FWIW I agree if it'd fool a human it'd likely fool any version of driving software right now.

Though probably worth noting Tesla supposedly is reading signs in a different way than Mobileye (which was more easily fooled but such things) is reading signs, so as not to infringe on MEs patent- though (other than them having said patent) this is based somewhat on speculation.
 
Easy solution, close your schools due to Covid. Best part of Covid for me so far. School zones everywhere near where i live. If not that, then buses with blinking yellow lights. Not happening now cuz schools are all teaching remotely. Good for them.

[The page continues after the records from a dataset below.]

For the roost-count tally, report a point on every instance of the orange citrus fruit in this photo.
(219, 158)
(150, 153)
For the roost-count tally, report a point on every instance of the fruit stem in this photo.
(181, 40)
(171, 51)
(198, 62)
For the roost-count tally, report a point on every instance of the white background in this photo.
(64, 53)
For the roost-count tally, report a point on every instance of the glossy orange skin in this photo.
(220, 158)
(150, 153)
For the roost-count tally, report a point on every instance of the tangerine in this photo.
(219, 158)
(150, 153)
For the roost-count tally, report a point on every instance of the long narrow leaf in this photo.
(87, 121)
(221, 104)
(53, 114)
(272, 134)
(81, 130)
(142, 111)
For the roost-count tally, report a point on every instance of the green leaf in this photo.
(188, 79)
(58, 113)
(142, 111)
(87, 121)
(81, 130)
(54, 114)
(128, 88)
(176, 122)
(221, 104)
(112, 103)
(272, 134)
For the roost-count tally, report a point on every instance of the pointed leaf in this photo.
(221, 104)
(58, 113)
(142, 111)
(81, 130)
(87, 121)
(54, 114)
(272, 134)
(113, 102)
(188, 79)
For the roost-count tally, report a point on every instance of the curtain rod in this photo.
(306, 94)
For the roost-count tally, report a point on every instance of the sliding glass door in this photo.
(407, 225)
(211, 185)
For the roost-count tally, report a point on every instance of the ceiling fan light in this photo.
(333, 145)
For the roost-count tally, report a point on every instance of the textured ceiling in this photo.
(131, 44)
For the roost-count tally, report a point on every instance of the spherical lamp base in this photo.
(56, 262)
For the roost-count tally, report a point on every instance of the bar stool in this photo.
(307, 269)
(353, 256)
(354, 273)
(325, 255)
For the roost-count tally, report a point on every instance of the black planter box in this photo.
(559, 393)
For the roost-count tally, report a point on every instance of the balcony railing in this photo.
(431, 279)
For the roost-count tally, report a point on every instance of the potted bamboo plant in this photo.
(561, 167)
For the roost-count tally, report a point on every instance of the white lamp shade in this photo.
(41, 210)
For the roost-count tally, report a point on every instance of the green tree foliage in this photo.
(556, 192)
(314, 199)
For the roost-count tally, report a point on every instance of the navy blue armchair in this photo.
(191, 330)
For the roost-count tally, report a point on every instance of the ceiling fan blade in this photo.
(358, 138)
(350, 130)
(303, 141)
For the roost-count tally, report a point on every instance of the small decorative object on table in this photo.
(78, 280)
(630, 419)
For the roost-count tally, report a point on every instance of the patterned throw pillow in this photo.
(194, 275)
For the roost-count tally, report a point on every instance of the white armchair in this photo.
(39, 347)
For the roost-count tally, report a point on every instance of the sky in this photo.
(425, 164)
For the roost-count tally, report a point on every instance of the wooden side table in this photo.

funny schools were the 1st to close, last to open in AZ. Meanwhile we have football with spectators and the governor was complaining about college sports :(
 
The speed limit sign reading is totally not working on rural roads (in Colorado). It's missing half the signs and it's consistently reading 65 as 45. This makes auto-pilot useless! And it can't be turned off--I've tried everything. I'm amazed more people aren't having this problem. I guess people don't drive on rural roads much?
Mine works as well as yours in Nebraska (not good at all). I was hoping the "sign reading" update would fix my incorrect speed limits on roads I drive every day, but it made them worse and inconsistent. Hopefully Tesla fixes this soon with an update.

The speed limits here all went up by 5 MPH two years ago (2 years!) and most of them in the rural paved roads that I drive are still wrong in the database. They show up as 60 MPH when they should be 65 MPH. Since they are unprotected roads, FSD limits me to 5 over, or 65 MPH. But I like to drive 3 over (68 MPH). Before the "sign reading" update I just held my foot on the accelerator to override the limit and go 65 MPH. Now with the newest updates, the car thinks that the 65 MPH roads are still 60 MPH or in random sections it thinks they are 45 MPH.